A revisão tarifária é dividida em 31 faixas de consumo que vão de 0 a 30 metros cúbicos de água mensais. Até a faixa de 12 m³ a variação no preço final da conta de água é negativa. De acordo com o diretor-presidente do Saae, Leonardo Lopes, até 80% da população de Itabira está enquadrada neste grupo. A majoração se dará para as residências onde se consome mais água, nos estabelecimentos comerciais e industriais e nos setores públicos. Mesmo assim, o índice médio será de 1,5%.
Segundo a Arsae, a faixa de 10 m³ de consumo é a que mais aglomera domicílios em Itabira. Diretores da agência presentes à audiência afirmaram que isso corresponde a uma residência com três ou quatro moradores, em média. Para esse grupo, a redução na tarifa é de 1,47%. A conta passaria dos atuais R$ 47,02 para R$ 46,33, uma retração de R$ 0,69.
Para o diretor-geral da Arsae, Antônio Claret, mesmo o aumento médio final de 1,5% que se observa quando são levados em conta todos os grupos de consumo ainda pode ser considerado uma redução quando comparado com o índice da inflação acumulada nos últimos períodos, próximo de 4%. “Se formos olhar o aumento real, podemos afirmar que se trata uma redução de cerca de 2% na conta de água do consumidor de Itabira”, defendeu.
Como é calculada?
De acordo com a Arsae, o ponto de partida da revisão tarifária é uma planilha de investimentos apresentada pelo Saae. A autarquia aponta a previsão de obras e serviços para os próximos anos e aguarda um retorno da agência reguladora. A avaliação leva em conta o quanto do que foi estimado na última revisão foi realmente executado, as dificuldades ou gargalos na execução e se o prestador realmente tem a capacidade de investimento indicada.

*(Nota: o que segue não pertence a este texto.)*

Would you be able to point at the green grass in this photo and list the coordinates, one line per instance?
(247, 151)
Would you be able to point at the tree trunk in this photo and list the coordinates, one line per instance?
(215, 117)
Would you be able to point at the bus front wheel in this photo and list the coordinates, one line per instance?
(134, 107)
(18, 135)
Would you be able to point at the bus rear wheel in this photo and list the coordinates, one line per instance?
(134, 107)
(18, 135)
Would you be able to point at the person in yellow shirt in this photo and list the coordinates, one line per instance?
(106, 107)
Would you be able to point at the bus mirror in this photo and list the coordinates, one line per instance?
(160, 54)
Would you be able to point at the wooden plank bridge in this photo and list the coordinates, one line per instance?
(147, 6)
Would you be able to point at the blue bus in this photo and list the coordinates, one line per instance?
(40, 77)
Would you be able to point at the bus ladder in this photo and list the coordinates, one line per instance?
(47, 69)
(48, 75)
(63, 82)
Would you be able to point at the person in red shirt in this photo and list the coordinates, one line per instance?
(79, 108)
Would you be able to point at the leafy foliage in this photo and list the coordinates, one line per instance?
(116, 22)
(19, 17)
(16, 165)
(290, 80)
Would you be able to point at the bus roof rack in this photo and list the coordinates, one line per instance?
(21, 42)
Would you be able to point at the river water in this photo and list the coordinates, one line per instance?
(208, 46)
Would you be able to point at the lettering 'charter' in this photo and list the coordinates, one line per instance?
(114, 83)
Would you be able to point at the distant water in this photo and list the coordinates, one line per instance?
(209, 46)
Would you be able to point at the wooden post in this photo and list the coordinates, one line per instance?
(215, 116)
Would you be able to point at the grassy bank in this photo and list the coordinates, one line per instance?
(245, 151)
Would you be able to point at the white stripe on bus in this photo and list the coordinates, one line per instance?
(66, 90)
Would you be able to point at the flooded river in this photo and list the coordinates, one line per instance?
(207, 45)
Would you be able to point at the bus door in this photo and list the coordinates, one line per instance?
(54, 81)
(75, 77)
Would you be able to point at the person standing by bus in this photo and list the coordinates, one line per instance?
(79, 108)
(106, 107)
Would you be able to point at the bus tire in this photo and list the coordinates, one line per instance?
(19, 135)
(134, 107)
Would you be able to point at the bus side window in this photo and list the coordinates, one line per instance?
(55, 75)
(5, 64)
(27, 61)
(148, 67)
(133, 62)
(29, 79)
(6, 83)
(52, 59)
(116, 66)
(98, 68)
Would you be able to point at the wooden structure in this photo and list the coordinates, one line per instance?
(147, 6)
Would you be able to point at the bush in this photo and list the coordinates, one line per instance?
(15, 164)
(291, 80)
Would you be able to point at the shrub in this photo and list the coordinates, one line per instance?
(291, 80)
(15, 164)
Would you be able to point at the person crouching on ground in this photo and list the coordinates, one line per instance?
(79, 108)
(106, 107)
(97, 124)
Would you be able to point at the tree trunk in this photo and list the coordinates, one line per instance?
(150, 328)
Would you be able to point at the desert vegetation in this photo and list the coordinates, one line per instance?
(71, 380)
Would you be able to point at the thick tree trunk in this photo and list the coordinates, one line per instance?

No caso do Saae, houve uma redução drástica entre o que foi apontado pela autarquia e pelo que foi aceito pela agência. O Saae indicou investimentos na ordem dos R$ 58,12 milhões, mas a Arsae só acatou R$ 10,45 milhões. O órgão regulador entendeu, por exemplo, que a parceria público-privada do rio Tanque, apontada pelo serviço itabirano, não poderia ser incluída na planilha, já que os recursos não seriam provenientes do Saae. Só aí, a redução já foi superior a R$ 30 milhões.
A partir da planilha, são pontuados outros fatores, como despesas da autarquia, impostos, metas cumpridas da última revisão e outros índices. De acordo com os representantes da Arsae presentes em Itabira, o trabalho da agência é fazer a mediação entre o que é apresentado e o que é real para “um plano factível e executável”.
A população de Itabira pode apresentar contribuições para a revisão tarifária de 2019 até o dia 23 de setembro, pelo e-mail audienciapublica26@arsae.mg.gov.br.
Se todos os trâmites forem concluídos dentro dos prazos estipulados, os novos valores de tarifa passam a valer a partir do fim de novembro.